«Tra 7 giorni torneranno neve e freddo»

Il colonnello Ernani: «Nell’ultima decade di gennaio temperature in calo di 10 gradi»

In Italia non arriverà l'uragano Kyrill a portare la stessa devastazione del Nordeuropa, ma ci aspettano giorni di sensibile abbassamento della temperatura e neve intensa che riporteranno alla «normalità stagionale» un inverno che finora di normale ha avuto ben poco, con il caldo che ha fatto registrare. Un grande caldo che, stando ai dati diramati dal Wmo (World meteorological organization), l'agenzia statunitense del clima, ha fatto salire nel periodo settembre-novembre la colonnina di mercurio della temperatura in larga parte d'Europa, facendo registrare oltre tre gradi in più rispetto alle medie stagionali sulle Alpi e in Norvegia. Un inverno insolitamente caldo che in realtà rispecchia la tendenza degli ultimi cento anni. Secondo l'Alp-Imp (Multi-centennial climate variability in the Alps based on Instrumental data, Model simulations and Proxy data), infatti, è un secolo che la temperatura non fa che salire, raggiungendo lo scorso anno un aumento complessivo di 1,2 gradi in una vasta regione di riferimento centrata sulle Alpi. Il progetto europeo ha consentito di recuperare le più lunghe serie storiche di dati meteorologici mai considerate, per una regione europea centrata sulle Alpi, denominata «Greater Alpine Region», ed estesa da 4 a 19° E e da 43 a 49° N. Anche l'Italia ha fatto la sua parte, con la collaborazione messa in campo da parte dell'Istituto di fisica generale applicata dell'università degli studi di milano.

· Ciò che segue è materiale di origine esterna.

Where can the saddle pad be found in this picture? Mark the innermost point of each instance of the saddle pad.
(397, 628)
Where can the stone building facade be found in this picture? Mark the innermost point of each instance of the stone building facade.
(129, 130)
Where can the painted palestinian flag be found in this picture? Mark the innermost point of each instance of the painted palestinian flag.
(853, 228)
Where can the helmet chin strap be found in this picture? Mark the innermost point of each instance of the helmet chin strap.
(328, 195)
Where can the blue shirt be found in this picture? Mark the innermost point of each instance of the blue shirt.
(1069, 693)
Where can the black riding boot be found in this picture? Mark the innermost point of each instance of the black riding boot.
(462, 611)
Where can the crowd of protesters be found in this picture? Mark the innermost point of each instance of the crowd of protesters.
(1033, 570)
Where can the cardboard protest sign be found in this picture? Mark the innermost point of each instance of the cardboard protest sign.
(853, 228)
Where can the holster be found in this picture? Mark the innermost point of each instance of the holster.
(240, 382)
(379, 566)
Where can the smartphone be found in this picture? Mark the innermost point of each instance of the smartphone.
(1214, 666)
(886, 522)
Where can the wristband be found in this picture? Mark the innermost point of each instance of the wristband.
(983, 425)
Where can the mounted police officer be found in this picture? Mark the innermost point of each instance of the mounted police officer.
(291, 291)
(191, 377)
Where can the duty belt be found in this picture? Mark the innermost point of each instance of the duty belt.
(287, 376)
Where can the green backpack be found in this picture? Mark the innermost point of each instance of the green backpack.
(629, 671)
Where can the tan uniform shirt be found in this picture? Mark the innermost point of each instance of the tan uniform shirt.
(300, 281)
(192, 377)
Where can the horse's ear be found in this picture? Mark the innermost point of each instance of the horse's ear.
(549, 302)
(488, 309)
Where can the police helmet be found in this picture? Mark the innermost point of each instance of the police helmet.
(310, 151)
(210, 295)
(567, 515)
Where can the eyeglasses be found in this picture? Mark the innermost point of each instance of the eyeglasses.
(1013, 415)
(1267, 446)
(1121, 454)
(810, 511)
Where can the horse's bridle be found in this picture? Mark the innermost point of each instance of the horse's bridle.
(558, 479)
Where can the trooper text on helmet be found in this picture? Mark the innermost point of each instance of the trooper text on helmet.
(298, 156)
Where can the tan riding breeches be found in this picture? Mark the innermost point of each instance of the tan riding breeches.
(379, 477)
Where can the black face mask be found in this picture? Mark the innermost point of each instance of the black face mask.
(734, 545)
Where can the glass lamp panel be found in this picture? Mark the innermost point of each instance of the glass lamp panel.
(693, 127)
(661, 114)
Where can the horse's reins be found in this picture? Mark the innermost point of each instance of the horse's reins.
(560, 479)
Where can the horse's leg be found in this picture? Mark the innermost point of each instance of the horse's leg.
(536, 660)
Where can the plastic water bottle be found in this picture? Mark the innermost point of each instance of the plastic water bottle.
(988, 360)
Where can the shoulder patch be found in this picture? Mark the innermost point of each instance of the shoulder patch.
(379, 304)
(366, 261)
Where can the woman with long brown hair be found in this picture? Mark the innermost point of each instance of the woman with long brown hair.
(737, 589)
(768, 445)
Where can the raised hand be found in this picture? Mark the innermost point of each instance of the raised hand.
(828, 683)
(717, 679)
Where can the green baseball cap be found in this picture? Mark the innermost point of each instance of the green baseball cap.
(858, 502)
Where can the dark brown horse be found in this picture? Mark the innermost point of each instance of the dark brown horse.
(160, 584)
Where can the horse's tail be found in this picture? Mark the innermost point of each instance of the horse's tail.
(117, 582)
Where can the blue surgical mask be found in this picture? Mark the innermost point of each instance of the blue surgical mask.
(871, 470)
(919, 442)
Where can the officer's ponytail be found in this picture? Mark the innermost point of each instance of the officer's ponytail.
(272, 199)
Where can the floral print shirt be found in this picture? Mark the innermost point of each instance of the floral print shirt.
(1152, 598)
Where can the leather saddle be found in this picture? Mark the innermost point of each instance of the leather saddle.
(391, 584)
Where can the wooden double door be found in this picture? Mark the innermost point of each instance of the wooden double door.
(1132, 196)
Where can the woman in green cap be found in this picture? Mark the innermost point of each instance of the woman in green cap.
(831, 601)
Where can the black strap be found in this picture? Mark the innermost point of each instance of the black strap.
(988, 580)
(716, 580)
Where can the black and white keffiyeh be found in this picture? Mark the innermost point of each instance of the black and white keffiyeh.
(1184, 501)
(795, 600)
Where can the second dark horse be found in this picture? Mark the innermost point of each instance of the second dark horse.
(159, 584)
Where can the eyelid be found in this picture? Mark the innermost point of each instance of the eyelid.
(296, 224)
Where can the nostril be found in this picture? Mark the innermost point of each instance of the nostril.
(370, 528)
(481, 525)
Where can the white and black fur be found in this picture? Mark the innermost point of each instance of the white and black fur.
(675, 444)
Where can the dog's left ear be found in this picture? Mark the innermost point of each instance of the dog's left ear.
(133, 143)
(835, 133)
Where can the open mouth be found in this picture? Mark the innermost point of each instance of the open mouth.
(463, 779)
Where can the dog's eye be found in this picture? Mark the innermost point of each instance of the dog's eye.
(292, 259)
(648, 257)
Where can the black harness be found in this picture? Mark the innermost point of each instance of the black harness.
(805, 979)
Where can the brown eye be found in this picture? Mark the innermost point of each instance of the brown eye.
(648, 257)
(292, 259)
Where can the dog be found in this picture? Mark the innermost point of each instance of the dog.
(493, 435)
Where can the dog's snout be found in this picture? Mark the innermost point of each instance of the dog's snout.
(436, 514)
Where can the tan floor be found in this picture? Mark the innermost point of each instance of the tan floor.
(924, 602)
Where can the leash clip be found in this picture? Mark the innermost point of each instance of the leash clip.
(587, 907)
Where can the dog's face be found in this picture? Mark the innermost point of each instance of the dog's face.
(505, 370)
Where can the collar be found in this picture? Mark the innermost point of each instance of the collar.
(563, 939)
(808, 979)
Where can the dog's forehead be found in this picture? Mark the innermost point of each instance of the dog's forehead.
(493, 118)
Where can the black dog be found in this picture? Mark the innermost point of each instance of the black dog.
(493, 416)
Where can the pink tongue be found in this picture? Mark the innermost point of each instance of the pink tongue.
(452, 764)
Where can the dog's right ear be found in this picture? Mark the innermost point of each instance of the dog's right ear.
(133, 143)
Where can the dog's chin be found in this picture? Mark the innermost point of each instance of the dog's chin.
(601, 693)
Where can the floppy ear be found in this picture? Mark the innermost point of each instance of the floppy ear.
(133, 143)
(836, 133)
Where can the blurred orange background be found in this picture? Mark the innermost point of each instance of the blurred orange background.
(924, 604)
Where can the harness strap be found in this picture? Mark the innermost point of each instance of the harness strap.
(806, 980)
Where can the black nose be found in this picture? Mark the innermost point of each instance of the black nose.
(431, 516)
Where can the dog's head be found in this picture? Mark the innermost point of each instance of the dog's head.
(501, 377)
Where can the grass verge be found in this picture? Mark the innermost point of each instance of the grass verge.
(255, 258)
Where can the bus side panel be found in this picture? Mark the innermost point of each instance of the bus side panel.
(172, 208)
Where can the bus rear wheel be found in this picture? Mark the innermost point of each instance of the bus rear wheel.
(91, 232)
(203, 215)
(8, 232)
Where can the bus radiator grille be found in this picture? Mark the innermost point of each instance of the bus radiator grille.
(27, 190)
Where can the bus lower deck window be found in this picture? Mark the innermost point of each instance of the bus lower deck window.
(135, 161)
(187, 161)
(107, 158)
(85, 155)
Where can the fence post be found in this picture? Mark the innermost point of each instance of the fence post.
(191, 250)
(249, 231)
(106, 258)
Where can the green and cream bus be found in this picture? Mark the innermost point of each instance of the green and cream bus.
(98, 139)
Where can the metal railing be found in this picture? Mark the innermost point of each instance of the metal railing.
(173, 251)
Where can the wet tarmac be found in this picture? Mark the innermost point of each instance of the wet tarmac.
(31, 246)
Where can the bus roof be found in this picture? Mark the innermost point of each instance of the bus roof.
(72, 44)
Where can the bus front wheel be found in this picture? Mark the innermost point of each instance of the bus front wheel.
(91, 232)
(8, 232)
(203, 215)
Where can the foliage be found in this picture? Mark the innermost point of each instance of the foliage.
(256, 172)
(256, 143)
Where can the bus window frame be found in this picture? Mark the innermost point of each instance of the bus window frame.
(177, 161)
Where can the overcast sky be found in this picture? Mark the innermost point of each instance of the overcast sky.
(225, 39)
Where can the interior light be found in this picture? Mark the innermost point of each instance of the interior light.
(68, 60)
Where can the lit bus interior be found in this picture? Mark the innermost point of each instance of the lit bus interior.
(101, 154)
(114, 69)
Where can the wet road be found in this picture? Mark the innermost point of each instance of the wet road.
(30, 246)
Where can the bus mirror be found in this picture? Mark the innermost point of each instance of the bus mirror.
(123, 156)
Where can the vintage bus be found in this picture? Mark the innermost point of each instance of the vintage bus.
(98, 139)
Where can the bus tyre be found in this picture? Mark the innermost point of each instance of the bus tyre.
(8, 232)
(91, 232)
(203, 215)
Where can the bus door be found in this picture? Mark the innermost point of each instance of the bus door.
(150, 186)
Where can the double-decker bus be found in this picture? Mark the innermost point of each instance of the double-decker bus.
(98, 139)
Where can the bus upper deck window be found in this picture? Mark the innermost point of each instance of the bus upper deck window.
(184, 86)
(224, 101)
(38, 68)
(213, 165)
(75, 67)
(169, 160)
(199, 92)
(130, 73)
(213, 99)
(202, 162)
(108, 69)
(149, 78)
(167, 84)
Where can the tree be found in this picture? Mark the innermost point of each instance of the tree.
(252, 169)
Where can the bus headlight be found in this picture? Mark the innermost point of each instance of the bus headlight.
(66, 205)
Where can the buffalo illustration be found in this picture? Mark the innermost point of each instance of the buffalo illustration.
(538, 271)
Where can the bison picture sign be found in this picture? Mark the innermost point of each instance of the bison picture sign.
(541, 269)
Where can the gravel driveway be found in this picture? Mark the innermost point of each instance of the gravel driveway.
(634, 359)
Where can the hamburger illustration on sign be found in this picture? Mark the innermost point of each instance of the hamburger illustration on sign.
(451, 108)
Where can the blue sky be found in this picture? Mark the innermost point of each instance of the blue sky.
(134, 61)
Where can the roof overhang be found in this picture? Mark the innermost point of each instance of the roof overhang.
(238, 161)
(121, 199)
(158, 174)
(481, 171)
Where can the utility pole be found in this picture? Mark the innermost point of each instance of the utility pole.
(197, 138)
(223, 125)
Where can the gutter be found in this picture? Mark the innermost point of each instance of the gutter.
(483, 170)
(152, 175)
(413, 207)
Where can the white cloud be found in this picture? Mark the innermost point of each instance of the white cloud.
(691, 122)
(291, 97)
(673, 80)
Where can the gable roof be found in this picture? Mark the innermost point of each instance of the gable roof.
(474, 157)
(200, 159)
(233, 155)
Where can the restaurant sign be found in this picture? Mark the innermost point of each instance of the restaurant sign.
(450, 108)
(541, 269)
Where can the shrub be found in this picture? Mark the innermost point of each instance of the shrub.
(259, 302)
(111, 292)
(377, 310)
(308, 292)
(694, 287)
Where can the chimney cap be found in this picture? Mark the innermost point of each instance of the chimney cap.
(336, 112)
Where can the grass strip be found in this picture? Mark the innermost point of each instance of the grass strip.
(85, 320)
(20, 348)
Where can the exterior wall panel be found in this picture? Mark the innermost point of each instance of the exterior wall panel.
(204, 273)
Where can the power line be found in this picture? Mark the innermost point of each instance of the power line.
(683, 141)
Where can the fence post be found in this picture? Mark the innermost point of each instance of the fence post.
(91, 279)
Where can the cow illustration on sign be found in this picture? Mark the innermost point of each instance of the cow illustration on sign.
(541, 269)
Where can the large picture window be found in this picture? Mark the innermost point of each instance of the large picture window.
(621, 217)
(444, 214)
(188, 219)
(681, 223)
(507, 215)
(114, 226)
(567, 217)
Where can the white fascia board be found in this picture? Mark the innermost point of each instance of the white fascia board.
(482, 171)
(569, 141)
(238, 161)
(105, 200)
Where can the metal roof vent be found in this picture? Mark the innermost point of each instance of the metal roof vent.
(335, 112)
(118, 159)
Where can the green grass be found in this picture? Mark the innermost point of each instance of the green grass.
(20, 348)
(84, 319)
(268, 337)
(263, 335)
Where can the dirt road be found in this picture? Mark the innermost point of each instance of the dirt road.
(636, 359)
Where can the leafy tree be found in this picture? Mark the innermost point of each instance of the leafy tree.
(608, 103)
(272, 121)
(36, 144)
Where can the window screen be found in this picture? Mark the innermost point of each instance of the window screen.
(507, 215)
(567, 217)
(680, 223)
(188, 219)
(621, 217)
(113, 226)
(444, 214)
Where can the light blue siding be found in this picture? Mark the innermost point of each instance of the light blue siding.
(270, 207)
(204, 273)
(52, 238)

«Tra i database climatici regionali - ha spiegato Teresa Nanni, responsabile del gruppo di Climatologia storica dell'Isac (Istituto di scienze dell'atmosfera e del clima) del Cnr - questo può essere considerato il più attendibile e completo attualmente disponibile, per l'intervallo di tempo coperto, e il dato sull'aumento delle temperature è un risultato importante». Il surriscaldamento delle Alpi, come ben sanno i gestori degli impianti sciistici, è stato infatti particolarmente sentito nell'ultimo periodo, e secondo i dati Ocse è risultato circa tre volte sopra la media globale. Si tratta di cifre in perfetto accordo con la tendenza generale, soprattutto dopo le dichiarazioni di Phil Jones della University of East Anglia di inizio anno, che parlavano del 2007 come dell'anno più caldo della storia. Ma è davvero così preoccupante la situazione? A un occhio profano, con l'uragano Kyrill che infuria facendo decine di vittime, sembra che il clima stia impazzendo. Ma per l'Italia questi fenomeni annunciano in realtà solo l'arrivo dei primi segni di un inverno degno di questo nome, con neve e tutto il resto. «Dal punto di vista climatologico, nei primi giorni di gennaio c'è sempre stato un peggioramento del tempo sull'Italia, sembra che quest'anno ci sia un ritardo di due settimane, circa - ha dichiarato Paolo Ernani, colonnello e meteorologo dell'Aeronautica militare italiana - Ora, dopo aver visto quello che è successo in Europa, c'è soprattutto da dire che delle forti nevicate attendono l'Italia, a partire dal 23 gennaio». Secondo il colonnello, l'ultima decade di gennaio sarà caratterizzata da un abbassamento di temperatura molto forte, in media di una decina di gradi, che provocherà gelate al nord, e potrà far toccare perfino i 7 gradi sotto zero alle città più settentrionali.